Past two months have been pretty busy. Got back from Vienna, finished a handful of papers (two more to go), took part in the Don Giovanni Revisited workshop at the first European Opera Days in Paris. Met some lovely people there, absolutely wonderful, now all I need to do is keep in touch - not something I've traditionally been good at, I'm afraid. Meh. We'll see how that develops.
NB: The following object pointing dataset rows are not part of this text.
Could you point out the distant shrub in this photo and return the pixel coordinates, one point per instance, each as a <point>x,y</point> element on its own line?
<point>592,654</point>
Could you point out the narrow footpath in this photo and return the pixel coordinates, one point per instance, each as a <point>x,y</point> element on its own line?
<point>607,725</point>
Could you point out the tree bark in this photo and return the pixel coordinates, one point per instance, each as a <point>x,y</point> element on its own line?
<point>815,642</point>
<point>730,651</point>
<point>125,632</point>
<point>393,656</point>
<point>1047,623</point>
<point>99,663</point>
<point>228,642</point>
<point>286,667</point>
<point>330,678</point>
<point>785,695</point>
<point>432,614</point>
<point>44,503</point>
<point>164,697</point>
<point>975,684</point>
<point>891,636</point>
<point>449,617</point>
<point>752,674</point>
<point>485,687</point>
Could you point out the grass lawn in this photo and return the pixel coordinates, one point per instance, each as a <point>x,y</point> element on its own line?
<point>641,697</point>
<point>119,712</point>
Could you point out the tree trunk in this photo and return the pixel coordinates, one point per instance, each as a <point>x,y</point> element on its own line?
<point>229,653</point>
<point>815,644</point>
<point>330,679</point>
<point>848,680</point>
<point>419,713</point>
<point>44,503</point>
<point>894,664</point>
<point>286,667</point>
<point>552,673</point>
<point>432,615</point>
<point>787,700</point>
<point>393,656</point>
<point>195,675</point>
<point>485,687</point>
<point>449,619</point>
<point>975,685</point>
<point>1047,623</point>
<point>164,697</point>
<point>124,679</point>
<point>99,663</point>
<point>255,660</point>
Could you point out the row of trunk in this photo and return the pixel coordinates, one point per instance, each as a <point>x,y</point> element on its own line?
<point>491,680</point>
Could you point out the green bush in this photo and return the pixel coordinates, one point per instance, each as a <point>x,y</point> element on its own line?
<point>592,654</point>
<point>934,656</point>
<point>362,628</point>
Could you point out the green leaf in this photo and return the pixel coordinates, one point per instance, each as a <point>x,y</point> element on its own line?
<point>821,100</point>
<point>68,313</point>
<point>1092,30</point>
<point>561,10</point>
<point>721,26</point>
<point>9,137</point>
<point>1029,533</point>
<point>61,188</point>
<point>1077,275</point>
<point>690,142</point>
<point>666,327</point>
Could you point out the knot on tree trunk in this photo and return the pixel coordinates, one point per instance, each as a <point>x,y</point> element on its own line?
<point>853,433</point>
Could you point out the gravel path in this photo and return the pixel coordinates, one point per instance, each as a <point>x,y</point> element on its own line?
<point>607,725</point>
March saw the revival of Adès' Tempest in Covent Garden. Just when you think life doesn't get any better - say, when you've just clapped eyes on the interior of the Floral Hall for the very first time, and you realise you still have a good portion of a wonderful piece of musical theatre ahead of you - when you say to yourself, this couldn't possibly get any better, that's when you spot the ROH ice cream vendor. *Happy sigh*
As for the performance, I was deeply impressed by Kate Royal. She managed to deliver some of the lines I'd always thought of as slightly dodgy in a way that had them make perfect sense. The production felt tighter than what I've heard of the first run, Adès himself seemed better at ease conducting, Simon Keenlyside ("one of my favourite pieces, but a pain in the neck to sing") made it abundantly clear he _owns_ Prospero, and I love the way Toby Spence' voice is developing - next year's Rake's Progress in Paris should be fun. Furthermore, this was the first I've seen of Ian Bostridge where I was able to forget I was watching a highly intelligent performer offering an insightful interpretation, and focus on the character instead. Bit hammy here and there, but an impressively dedicated portrayal of a fascinating, complex creature. You go, Ian. I suspect Cyndia Sieden might have been feeling a bit under the weather. She didn't seem all there, vocally, somehow. Then again, in my mind, there would have been no way of surpassing what I heard of her last June at the Holland Festival in Amsterdam, where she gave a concert rendition of Five fathoms deep that was absolutely breathtaking.
That was Saturday - coach wouldn't be leaving until the next evening, so I spent a wonderful Sunday afternoon with some lovely people off the snopes.com message board in a pub before nipping off to Tate Britain's spiffy Hogarth exhibition. It's still on until the end of this month - highly recommended.
There's more - I applied for a bachelor's in Writing for Performance at art school, and took part in the first selection round the weekend before last - but that's gonna get its own entry in a bit.
Will try to keep you guys posted on a more regular basis than I have. Take care.